FORZE CHE AGISCONO SUL NOSTRO CORPO:

• Forze interne passive che derivano dalla elasticità dei tessuti connettivali e dei muscoli a riposo.

• Forze interne attive derivanti dall’attività muscolare.

• Forze esterne: la più importante è la forza di gravità che è invariabile e persistente. Ad essa si possono aggiungere le forze occasionali come: spinte, colpi di vento, ecc.

I muscoli attraverso modalità diverse esercitano due tipi di forze : forze passive (dovute alla loro elasticità) si integrano con le forze passive derivanti dalla elasticità dei tessuti connettivali; forze attive conseguenti alle contrazioni muscolari che producono movimenti ed adattamenti.

Quando il corpo è fermo significa che sono nulli la risultante e il momento di tutte le forze ad esso applicate. Quando agiscono altre forze (esterne o attive interne) su di esso il corpo si pone elasticamente e passivamente in una condizione di corretto allineamento. Anche le forze attive devono essere armoniche per tensione, tono, forza, rapporti di lunghezza. Questo principio riguarda in particolare l’attività tonica di bilanciamento posturale che deve avvenire simmetricamente attorno al corretto asse corporeo; ne deriva che in posizione ortostatica l’attività tonica e ritmica di bilanciamento deve essere simmetricamente tarata sulla linea di gravità.

In sintesi le forze passive (elastiche) sono coordinate al mantenimento del corretto allineamento corporeo; le forze attive tonico-posturali sono coordinate al corretto bilanciamento e al mantenimento dell’equilibrio in qualsiasi posizione. Le forze interne ed esterne che agiscono sul corpo si scaricano al suolo tramite i piedi.

RECETTORI DELL’EQUILIBRIO E DELLA POSTURA

ESTEROCETTORI: recettori della pianta del piede ma anche della cute delle altre parti del corpo; recettori dell’occhio tramite lo scivolamento dell’immagine sulla retina; recettori dell’orecchio tramite informazioni vestibolari ed acustiche.

PROPRIOCETTORI: recettori della pelle profonda del piede; recettori delle catene muscolari e fasce delle articolazioni, sistema occlusale, muscoli oculomotori.
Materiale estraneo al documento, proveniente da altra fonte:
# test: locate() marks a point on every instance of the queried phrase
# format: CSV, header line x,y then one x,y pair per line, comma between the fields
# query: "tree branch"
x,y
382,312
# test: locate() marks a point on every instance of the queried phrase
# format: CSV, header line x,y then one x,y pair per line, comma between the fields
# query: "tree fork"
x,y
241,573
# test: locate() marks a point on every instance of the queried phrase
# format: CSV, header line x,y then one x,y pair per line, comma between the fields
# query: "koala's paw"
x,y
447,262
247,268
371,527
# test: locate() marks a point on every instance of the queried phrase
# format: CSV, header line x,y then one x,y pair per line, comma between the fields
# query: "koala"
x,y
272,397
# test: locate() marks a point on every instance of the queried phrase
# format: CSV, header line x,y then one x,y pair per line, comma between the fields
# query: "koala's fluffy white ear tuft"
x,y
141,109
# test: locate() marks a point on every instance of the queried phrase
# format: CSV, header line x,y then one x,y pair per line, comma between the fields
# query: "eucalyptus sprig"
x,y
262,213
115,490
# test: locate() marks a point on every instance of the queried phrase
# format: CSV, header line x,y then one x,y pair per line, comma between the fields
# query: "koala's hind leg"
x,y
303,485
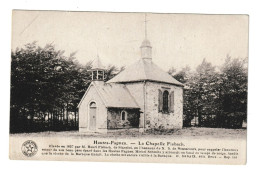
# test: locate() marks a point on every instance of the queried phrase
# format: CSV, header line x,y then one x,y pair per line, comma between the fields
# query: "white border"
x,y
163,6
MECCANISMO DI FUNZIONAMENTO DEL SISTEMA POSTURALE

  •  I recettori percepiscono le modificazioni dell’ambiente (esterno, interno).
  •  Il centro di integrazione a livello del sistema nervoso centrale elabora gli stimoli ricevuti.
  •  Gli effettori rimandano gli impulsi e i comandi per le variazioni posturali.
  • Il circuito di feed-back produce gli aggiustamenti posturali tramite gli effettori.

L’equilibrio rappresenta la sommatoria sensoriale integrata di sistemi asserviti, labirintici, propriocettivi, tattili (soprattutto podalici), visivi e uditivi attraverso i quali l’uomo si mantiene in piedi in modo automatico mediante un ripartizione del suo tono neuromuscolare.

FATTORI CHE INFLUENZANO L’EFFICIENZA DEL CONTROLLO POSTURALE:

• Il sistema ambientale per il suo interfaccia informazionale. Il sistema ambientale rappresenta la condizione, situazione, con la quale un individuo si relazione continuamente con l’ambiente.

• Il sistema neurologico per l’integrazione delle informazioni. L’integrazione del sistema neurologico rappresenta il tramite tra l’integrazione delle informazioni e la risposta motoria posturale. Ogni disfunzione crea circuiti parassiti tramite i quali vengono a realizzarsi posture adattative anomale.

• Il sistema biochimico-neuro-metabolico per le risposte alle informazioni di tipo ormonale e immunitarie. Fra il sistema nervoso e il sistema immunitario esistono relazioni funzionali strettissime e i due sistemi comunicano mediante una complessa messaggeria biochimica (citochine, prostaglandine, neurotrasmettitori, ecc) con la quale sono in grado di attivarsi e condizionarsi reciprocamente.

• Il sistema biomeccanico per il movimento e la coordinazione osteo-artro-mio-fasciale.

• Il sistema psichico per la variabilità del tutto soggettiva della reazione agli stimoli. E’ chiaro che un dolore fisico crea un disagio psicologico che può arrivare, permanendo la causa disfunzionale, ad innescare un circolo vizioso, sempre ingravescente fino a stadi di ansia, depressione, fobia, rigidità, con dolori continui, fissi e migranti.

 

Bibliografia:

Dott. Enzo Lazzari: “La postura, i fondamenti”.

Dott. Piero Bressan: Corso di posturologia applicata. AIPA 2010.